Conservation Authorities are legislated by the Province to direct development outside of natural hazards such as flood-prone areas and to conserve critical natural resources and systems such as drinking water sources.
We recognize that our province is an economic engine for the country and is home to a large and widely diverse growing population. The Planning Act, the Provincial Policy Statement and Provincial Plans provide critical protections that are important to long-term economic, environmental, and social well-being. Conservation Authority planning processes and permitting approvals help to guide development so that it takes place in appropriate areas.
We agree with the development sector that we need ‘evidence-based decision-making’ to determine how and where growth should occur.
Through their watershed management programs such as watershed planning and monitoring, Conservation Authorities are able to track and report on conditions across the province. This watershed knowledge is then used as evidence to provide input to planning processes which help to guide decision-making so that it considers the condition of the environment in which Ontarians want to live and work.

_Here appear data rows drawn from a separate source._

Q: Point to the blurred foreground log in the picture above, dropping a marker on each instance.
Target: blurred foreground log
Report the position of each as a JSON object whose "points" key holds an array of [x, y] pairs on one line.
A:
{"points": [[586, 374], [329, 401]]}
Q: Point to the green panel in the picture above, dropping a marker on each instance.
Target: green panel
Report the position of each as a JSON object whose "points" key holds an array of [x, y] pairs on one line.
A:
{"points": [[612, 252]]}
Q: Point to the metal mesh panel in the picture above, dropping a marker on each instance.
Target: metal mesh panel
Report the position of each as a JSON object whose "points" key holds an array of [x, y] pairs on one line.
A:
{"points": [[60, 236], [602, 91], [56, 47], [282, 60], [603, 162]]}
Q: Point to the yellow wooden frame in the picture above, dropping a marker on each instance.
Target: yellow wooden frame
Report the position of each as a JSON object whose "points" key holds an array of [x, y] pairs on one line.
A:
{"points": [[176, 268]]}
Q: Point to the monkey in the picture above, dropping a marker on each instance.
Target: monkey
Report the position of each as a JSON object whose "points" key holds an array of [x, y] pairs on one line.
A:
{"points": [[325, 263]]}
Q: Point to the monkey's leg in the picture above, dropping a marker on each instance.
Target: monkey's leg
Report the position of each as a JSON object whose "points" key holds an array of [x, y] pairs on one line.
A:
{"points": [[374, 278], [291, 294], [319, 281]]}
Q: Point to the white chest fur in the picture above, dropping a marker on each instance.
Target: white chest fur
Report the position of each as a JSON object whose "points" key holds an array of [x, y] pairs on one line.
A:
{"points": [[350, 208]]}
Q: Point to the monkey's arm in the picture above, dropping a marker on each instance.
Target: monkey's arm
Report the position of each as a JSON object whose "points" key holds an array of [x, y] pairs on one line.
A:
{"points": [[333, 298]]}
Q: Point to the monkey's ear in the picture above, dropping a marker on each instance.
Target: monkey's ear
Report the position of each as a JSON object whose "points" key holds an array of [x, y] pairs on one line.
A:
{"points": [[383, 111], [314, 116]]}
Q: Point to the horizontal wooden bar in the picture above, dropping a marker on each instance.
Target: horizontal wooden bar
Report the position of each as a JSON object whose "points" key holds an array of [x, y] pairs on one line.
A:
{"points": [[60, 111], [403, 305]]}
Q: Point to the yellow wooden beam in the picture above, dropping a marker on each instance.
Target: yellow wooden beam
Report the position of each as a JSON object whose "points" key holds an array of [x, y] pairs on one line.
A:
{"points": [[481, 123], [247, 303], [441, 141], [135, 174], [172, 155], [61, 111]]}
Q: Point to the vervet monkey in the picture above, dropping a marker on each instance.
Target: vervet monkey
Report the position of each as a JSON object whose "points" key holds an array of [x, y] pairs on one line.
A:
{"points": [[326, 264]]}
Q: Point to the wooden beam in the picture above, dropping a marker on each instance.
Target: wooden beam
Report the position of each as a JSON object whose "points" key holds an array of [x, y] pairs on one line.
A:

Conservation Authorities are committed to providing expert advice, through strong watershed-based science. We recognize, and agree, that there is a need for some improvements that will support growth while still maintaining the health and safety of our residents. These could include:
- Require pre-consultation with approval agencies such as Conservation Authorities and government
- Develop user-friendly guidance materials for approval authorities which could simplify the approval process and requirements for approvals for developers
- Better define what makes up a complete application
- Update and simplify technical guidelines
- Ensure the costs of growth are shared; new development needs to be able to help address current aging infrastructure and contribute to the building of new infrastructure – both of which are needed to support additional housing
Planning for growth is not an easy process that’s done in a day and Conservation Authorities are very aware that time is money.
In order to ensure we are as efficient as possible, Conservation Authorities work with partners in the private and public sectors to fine tune the approvals process. As a result of changes made to the Conservation Authorities Act, Conservation Ontario and the Conservation Authorities have been participating in a provincial multi-sector committee, including the development sector, to figure out how we can improve our approval processes.
As well, Conservation Authorities are working right now, with Conservation Ontario, to streamline their own approvals processes to create greater consistency and efficiencies.
We are committed to continuing this work.